Einer von Longstreets Brigadelieutenants verfügte über gute Ortskenntnisse und wies auf einen nicht fertiggestellten Bahndamm auf der linken Seite der Union hin. Der war weder auf einer Karte verzeichnet, noch konnte er entdeckt werden, da er von wildem Wein und undurchdringlichem Unterholz verdeckt war. Eine eilige Planung führte zu fast demselben Manöver, das Stonewall Jackson ein Jahr zuvor vollzogen hatte, nur dass diesmal die zurückzulegende Distanz kleiner war. Der Bahndamm wurde für vier Rebellenbrigaden zum Aufmarschweg. Kurz vor Mittag brachen sie über die völlig überraschten Nordstaatenregimenter herein. Dabei geschah jedoch dasselbe Unglück, das damals – nur drei Meilen entfernt – Stonewall Jackson ereilt hatte. Während die Rebellen mit ihrem schauerlichen Angriffsschrei losstürmten, trafen sie im rechten Winkel auf Einheiten ihres eigenen Korps. Durch den Pulverrauch und das Dickicht in der Sicht stark beeinträchtigt, traf Longstreet eine Kugel aus den eigenen Reihen in die Schulter. Weitere Männer wurden getötet.

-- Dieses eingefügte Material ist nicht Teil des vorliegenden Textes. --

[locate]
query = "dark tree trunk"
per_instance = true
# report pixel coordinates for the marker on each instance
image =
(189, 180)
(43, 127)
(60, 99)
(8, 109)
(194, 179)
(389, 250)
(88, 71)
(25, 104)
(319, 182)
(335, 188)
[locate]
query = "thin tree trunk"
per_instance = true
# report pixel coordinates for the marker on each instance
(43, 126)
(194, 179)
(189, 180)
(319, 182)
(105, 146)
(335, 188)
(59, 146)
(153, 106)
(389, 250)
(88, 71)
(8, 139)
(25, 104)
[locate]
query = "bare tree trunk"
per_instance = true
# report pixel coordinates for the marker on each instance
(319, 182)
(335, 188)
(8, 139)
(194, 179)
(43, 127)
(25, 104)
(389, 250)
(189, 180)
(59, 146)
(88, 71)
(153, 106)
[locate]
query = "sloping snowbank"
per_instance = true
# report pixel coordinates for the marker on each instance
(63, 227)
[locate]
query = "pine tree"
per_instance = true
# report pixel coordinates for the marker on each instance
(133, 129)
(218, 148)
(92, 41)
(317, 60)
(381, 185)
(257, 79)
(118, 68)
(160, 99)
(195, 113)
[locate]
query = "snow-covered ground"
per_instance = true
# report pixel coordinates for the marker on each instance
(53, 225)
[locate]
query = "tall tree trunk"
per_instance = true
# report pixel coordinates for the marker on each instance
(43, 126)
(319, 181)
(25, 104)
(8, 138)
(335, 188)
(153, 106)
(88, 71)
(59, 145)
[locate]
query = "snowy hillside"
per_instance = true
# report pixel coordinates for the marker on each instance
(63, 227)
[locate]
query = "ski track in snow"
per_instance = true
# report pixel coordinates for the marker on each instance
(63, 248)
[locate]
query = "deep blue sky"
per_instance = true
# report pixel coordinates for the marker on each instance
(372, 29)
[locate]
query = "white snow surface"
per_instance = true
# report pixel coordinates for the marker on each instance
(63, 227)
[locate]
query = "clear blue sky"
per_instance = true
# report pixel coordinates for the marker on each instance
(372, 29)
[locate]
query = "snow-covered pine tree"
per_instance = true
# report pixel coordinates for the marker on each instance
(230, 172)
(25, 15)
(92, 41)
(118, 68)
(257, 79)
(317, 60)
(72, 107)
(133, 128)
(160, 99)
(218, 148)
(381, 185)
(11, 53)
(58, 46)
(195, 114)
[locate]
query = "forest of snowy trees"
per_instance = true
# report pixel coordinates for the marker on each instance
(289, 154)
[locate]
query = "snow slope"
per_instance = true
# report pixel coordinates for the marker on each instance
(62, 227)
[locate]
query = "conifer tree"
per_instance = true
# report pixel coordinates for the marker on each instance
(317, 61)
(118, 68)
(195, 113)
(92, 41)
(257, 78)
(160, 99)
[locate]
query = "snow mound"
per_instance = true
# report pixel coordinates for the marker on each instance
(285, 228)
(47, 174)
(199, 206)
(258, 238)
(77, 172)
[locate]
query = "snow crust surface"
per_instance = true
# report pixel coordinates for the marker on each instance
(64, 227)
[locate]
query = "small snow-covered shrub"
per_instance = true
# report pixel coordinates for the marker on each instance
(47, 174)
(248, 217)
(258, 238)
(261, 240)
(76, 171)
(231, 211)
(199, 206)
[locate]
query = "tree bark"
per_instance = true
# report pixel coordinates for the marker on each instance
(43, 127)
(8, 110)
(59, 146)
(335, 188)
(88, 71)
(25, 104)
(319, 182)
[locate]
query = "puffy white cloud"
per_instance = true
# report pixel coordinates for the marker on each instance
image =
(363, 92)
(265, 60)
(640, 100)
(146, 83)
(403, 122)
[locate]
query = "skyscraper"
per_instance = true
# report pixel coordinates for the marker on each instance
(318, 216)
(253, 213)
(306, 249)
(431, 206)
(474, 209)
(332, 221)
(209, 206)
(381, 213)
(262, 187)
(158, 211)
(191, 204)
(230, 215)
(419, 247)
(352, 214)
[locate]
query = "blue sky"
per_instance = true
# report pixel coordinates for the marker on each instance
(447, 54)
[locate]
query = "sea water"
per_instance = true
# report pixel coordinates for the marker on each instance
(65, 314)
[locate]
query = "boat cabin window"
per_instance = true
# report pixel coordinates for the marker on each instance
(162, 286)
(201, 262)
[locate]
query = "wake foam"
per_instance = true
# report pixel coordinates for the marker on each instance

Marcus beobachtete durchs Fernglas das schemenhafte Getümmel zwischen den Bäumen. Er wurde Zeuge des letzten Infanterieangriffs von General Lee, dessen Sinn sich Marcus auch diesmal nicht erschließen wollte. Er setzte seinen Feldstecher ab und drehte sich zu Grant um, der mit grimmiger Miene den Erläuterungen eines Kuriers folgte und sich dann an seine Stabsoffiziere wandte. Grant räumte ein, dass Lee und die Wilderness zusammengenommen zu mächtige Gegner für ihn und die Potomac-Armee waren. Lee hatte ihn dort abgefangen, wo er unter keinen Umständen hatte kämpfen wollen.

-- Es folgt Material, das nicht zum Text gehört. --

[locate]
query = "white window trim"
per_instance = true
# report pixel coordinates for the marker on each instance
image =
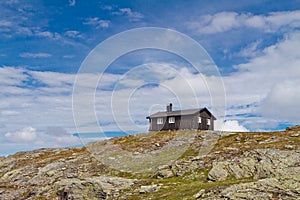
(171, 120)
(159, 120)
(208, 122)
(199, 120)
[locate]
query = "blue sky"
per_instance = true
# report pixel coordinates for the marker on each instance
(254, 44)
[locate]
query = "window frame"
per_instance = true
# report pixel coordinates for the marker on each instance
(199, 120)
(159, 120)
(171, 120)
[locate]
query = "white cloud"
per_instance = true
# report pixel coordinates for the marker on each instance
(283, 102)
(27, 134)
(35, 55)
(132, 16)
(225, 21)
(98, 23)
(73, 34)
(12, 76)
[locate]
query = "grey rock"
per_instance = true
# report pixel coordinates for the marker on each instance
(148, 188)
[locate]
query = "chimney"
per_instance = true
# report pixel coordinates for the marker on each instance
(169, 107)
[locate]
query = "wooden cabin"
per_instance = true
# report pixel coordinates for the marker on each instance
(193, 119)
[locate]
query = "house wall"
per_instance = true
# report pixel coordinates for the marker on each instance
(183, 122)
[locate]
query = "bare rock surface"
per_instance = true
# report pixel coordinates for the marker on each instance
(163, 165)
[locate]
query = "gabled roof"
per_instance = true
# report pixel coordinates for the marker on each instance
(179, 113)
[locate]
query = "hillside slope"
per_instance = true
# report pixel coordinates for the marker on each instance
(162, 165)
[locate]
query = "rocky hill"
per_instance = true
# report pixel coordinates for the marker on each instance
(162, 165)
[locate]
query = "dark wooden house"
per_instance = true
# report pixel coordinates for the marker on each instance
(196, 119)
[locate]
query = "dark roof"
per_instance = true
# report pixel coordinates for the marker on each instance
(179, 113)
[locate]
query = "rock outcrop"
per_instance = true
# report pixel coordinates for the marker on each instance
(164, 165)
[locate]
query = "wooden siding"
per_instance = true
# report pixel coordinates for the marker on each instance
(183, 122)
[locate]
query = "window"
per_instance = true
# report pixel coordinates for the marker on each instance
(208, 122)
(171, 120)
(159, 120)
(199, 120)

Der Journalist trat näher und stellte erleichtert fest, dass Grant dennoch nicht gewillt war, sich geschlagen zu geben. Er ließ sich sofort die Karten bringen und begann, über neue Strategien nachzudenken.
Ein Brigadekommandeur kam auf einem schweißnassen, dreckverkrusteten Pferd herbeigedonnert und zügelte das Tier knapp vor der Gruppe von Stabsoffizieren. Seine Stimme klang entmutigt, und sein Atem ging heftig, als er über die aktuelle Lage berichtete und mit den Worten endete, dass alles verloren sei. Grant musterte den Mann, reckte die Schultern und erwiderte: »Ich habe es gründlich satt, immerfort zu hören, was Lee vorhat!« Er trat einen Schritt nach vorn. »Bilden Sie sich ein, Lee kann einen doppelten Salto schlagen und gleichzeitig in unserem Rücken und an unseren Flanken stehen? Reiten Sie sofort zurück zu Ihrem Kommando, und denken Sie nicht darüber nach, was Lee vorhat, sondern was wir vorhaben!«
Der Offizier grüßte und sprang in den Sattel seines Pferdes. Marcus setzte sich und machte sich Notizen, während er die Unterhaltung der Stabsoffiziere verfolgte, die darauf schließen ließ, dass sich Grant, anders als seine Vorgänger, nicht über den nächsten Fluss zurückziehen wollte. Vielmehr hatte er einen Flankenmarsch vor Augen, mit dem Ziel, eine zehn Meilen südlich gelegene Straßenkreuzung beim Spotsylvania Court House einzunehmen. Wie es aussah, war Grant gewillt, zu halten, was er Präsident Lincoln versprochen hatte: Egal, was geschehen mochte, Grant würde nicht umkehren. Er wollte so lange kämpfen, bis die feindliche Armee vernichtet war und Frieden einkehren konnte. Auch wenn es den ganzen Sommer dauern würde.
~ Peacock Plantation, South Carolina ~
Für Annie und Pinny vergingen die Tage schleppend. Sie wussten nichts von der Schlacht in der Wilderness, die der Potomac-Armee einen Verlust von 17.500 Soldaten eingebracht hatte und der Nordvirginia-Armee den von mindestens 8.700 Mann. Sie diskutierten nicht darüber, welchen Kraftausdruck der stets so besonnene und höfliche Lee offenbar gebraucht hatte, als er die Flucht von Hills Korps miterleben musste, und ahnten nicht, dass Longstreet durch seine Verletzung für fünf Monate ausfallen würde.